Part I gives an overview of the state of predictive policing. Section I.A defines machine learning. Section I.B explains how machine learning is used in predictive policing. Section I.C explains how and why these algorithms can develop racialbiases by delving into the types of data that the algorithms train and rely on, the ways that this data can lead to bias, and the ways in which that bias exacerbates the human biases that already exist in policing.

Part II argues that because these algorithms facially discriminate on the basis of race, a group of plaintiffs could bring a viable facial challenge to police precincts' reliance on them. Section II.A gives an overview of the modern equal protection framework. Section II.B applies this framework specifically to machine learning-based predictive policing algorithms. Section II.C discusses the hurdles that litigants will face in bringing an equal protection challenge to machine learning-based predictive policing algorithms.

[. . .]

The purpose of this Note has been to highlight the facially discriminatory nature of machine learning-based predictive policing algorithms and the potential for equal protection claims against the government for relying on such algorithms. As the preceding analysis suggests, machine learning endows an algorithm with the ability to learn, mimic, and refine patterns that exist in the real world. In the context of policing, machine learning allows an algorithm to associate race and criminality, and thereby discriminate via race-based facial classifications. The Equal Protection Clause is the obvious remedy for facial discrimination. However, claimants will face significant barriers to success because of the difficulties of attributing private action to state actors and the difficulties of gathering proof of the algorithms' classifications on the basis of race.

If courts view these barriers as insurmountable, they will render algorithms immune from equal protection review and will (yet again) fail to deliver on the promise of the Equal Protection Clause. The slow deterioration of the Equal Protection Clause has occurred because “the presumption--despite staggering evidence--seems now to be that nondiscrimination is the norm ....” However, if the courts permit this presumption to eviscerate equal protection challenges to algorithms, a burgeoning number of state policies will be deemed unreviewable, given that government reliance on algorithms is becoming more pervasive across the board, including in decisions of who gets access to healthcare, who teaches American children, and who receives loans.
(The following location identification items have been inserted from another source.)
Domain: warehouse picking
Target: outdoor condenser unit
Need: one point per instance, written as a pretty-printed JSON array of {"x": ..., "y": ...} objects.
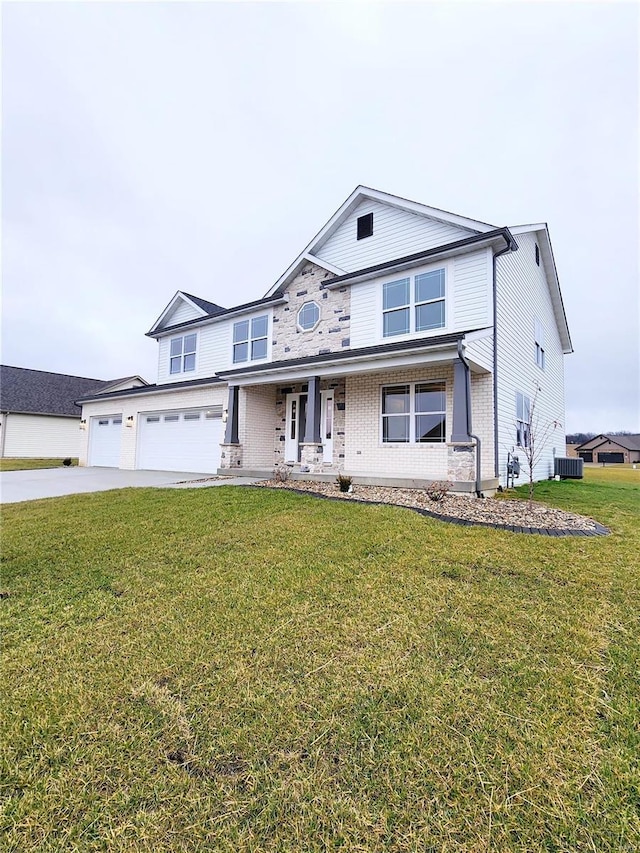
[{"x": 568, "y": 468}]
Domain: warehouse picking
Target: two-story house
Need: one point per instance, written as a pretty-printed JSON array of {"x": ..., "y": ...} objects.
[{"x": 403, "y": 345}]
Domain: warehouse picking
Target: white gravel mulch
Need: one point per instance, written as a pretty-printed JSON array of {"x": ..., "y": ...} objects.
[{"x": 493, "y": 511}]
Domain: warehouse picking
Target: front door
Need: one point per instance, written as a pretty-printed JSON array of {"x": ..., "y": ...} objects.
[
  {"x": 295, "y": 426},
  {"x": 326, "y": 426}
]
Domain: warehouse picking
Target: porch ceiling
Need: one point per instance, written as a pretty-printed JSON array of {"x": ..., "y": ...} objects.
[{"x": 341, "y": 364}]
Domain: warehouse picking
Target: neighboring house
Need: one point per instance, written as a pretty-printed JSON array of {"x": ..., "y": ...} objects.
[
  {"x": 403, "y": 345},
  {"x": 38, "y": 413},
  {"x": 610, "y": 448}
]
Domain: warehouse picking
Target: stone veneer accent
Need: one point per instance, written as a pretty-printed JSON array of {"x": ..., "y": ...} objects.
[{"x": 331, "y": 334}]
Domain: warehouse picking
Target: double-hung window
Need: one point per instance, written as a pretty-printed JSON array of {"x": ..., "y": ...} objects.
[
  {"x": 415, "y": 412},
  {"x": 250, "y": 339},
  {"x": 523, "y": 419},
  {"x": 182, "y": 354},
  {"x": 414, "y": 304},
  {"x": 539, "y": 336}
]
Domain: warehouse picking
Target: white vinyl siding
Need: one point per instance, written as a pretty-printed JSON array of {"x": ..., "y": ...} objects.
[
  {"x": 472, "y": 303},
  {"x": 215, "y": 350},
  {"x": 468, "y": 300},
  {"x": 480, "y": 349},
  {"x": 40, "y": 436},
  {"x": 522, "y": 298},
  {"x": 396, "y": 233},
  {"x": 180, "y": 441}
]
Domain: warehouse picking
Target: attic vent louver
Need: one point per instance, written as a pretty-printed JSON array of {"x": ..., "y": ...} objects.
[{"x": 365, "y": 226}]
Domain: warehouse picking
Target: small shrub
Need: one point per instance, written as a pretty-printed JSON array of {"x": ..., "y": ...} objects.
[
  {"x": 344, "y": 482},
  {"x": 437, "y": 490},
  {"x": 281, "y": 473}
]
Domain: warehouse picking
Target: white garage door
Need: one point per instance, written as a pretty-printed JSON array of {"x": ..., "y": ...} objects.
[
  {"x": 104, "y": 441},
  {"x": 180, "y": 441}
]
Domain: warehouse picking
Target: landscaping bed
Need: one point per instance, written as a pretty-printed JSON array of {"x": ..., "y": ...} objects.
[{"x": 503, "y": 513}]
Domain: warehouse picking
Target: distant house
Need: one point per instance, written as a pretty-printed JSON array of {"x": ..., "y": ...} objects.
[
  {"x": 610, "y": 448},
  {"x": 38, "y": 413},
  {"x": 404, "y": 345}
]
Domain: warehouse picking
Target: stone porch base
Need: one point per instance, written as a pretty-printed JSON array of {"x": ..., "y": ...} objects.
[{"x": 489, "y": 485}]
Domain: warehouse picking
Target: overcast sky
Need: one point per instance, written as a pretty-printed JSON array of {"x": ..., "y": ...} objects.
[{"x": 199, "y": 146}]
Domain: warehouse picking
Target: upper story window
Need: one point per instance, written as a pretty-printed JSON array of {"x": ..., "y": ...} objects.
[
  {"x": 414, "y": 413},
  {"x": 250, "y": 339},
  {"x": 539, "y": 344},
  {"x": 309, "y": 316},
  {"x": 182, "y": 354},
  {"x": 414, "y": 304},
  {"x": 523, "y": 419},
  {"x": 365, "y": 226}
]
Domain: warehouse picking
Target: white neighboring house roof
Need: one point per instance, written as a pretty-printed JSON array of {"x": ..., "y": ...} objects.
[
  {"x": 357, "y": 196},
  {"x": 541, "y": 231}
]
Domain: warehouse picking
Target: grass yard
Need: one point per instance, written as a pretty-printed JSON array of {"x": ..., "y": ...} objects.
[
  {"x": 30, "y": 464},
  {"x": 244, "y": 670}
]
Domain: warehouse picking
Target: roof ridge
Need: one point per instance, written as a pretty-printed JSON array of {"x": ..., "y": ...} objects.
[{"x": 56, "y": 373}]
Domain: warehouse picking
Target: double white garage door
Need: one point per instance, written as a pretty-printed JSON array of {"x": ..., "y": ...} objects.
[{"x": 167, "y": 441}]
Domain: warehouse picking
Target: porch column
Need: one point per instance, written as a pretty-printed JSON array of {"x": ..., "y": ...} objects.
[
  {"x": 461, "y": 398},
  {"x": 231, "y": 432},
  {"x": 312, "y": 426}
]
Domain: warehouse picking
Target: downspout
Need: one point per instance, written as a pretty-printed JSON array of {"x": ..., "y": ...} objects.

As municipalities begin to rely on black-box artificial intelligence to determine where to dispatch police officers, American jurisprudence must navigate ways to hold those machines accountable. Trust in police is already at a low ebb in the United States. If systematic racism is not just perpetuated but exacerbated by the facially discriminatory nature of machine learning, trust in police might be eroded entirely, particularly for communities of color. Further, this generation will be yet another in the history of the United States that has maintained racial discrimination in the criminal justice system. If police departments employ these algorithms for a sustained period of time, the algorithms' feedback loops could exacerbate disparate policing practices in the United States. If the Equal Protection Clause is truly meant to ensure that no state denies to “any person within its jurisdiction the equal protection of the laws,” then the Equal Protection Clause should protect against the facial discrimination of machine learning-based predictive policing algorithms.

Renata M. O'Donnell. J.D. Candidate, 2019, New York University School of Law; B.A., 2016, University of Pennsylvania.